Let this be a warning
To the Moudiki clan: your names will not be remembered as builders, but as plunderers wrapped in tricolor. You will not be praised as visionaries, but cursed as vandals of the nation’s soul. To the silent enablers in government: your complicity will not be forgotten. History does not absolve cowards who looked away while the nation was auctioned at Kribi’s gates. To the Cameroonian people: this is not governance. It is organized theft, polished with protocol and perfumed with PR. Do not be deceived.

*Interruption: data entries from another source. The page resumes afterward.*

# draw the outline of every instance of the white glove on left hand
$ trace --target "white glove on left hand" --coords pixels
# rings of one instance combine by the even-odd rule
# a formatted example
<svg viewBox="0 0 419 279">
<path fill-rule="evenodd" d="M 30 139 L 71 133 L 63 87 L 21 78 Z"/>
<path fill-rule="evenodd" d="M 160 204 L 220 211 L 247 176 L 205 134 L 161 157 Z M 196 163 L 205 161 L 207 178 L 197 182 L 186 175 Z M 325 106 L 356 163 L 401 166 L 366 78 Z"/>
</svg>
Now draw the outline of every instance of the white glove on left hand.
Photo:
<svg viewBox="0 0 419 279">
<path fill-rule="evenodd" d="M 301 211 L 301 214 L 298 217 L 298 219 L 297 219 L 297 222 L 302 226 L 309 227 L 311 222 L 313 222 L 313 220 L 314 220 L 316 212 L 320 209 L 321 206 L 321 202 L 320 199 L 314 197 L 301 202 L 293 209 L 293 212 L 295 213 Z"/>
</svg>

And to the next generation: remember that your inheritance is being siphoned by a few, in Dubai boardrooms, under fake titles, behind closed doors. But oil is not eternal. And neither is tyranny.
Cameroon deserves a future unshackled from dynastic parasites. The SNH must be returned to the people — or it will become a monument to everything that ever went wrong in post-colonial Africa.
Let the Moudikis build their empire elsewhere. The nation is not their plantation.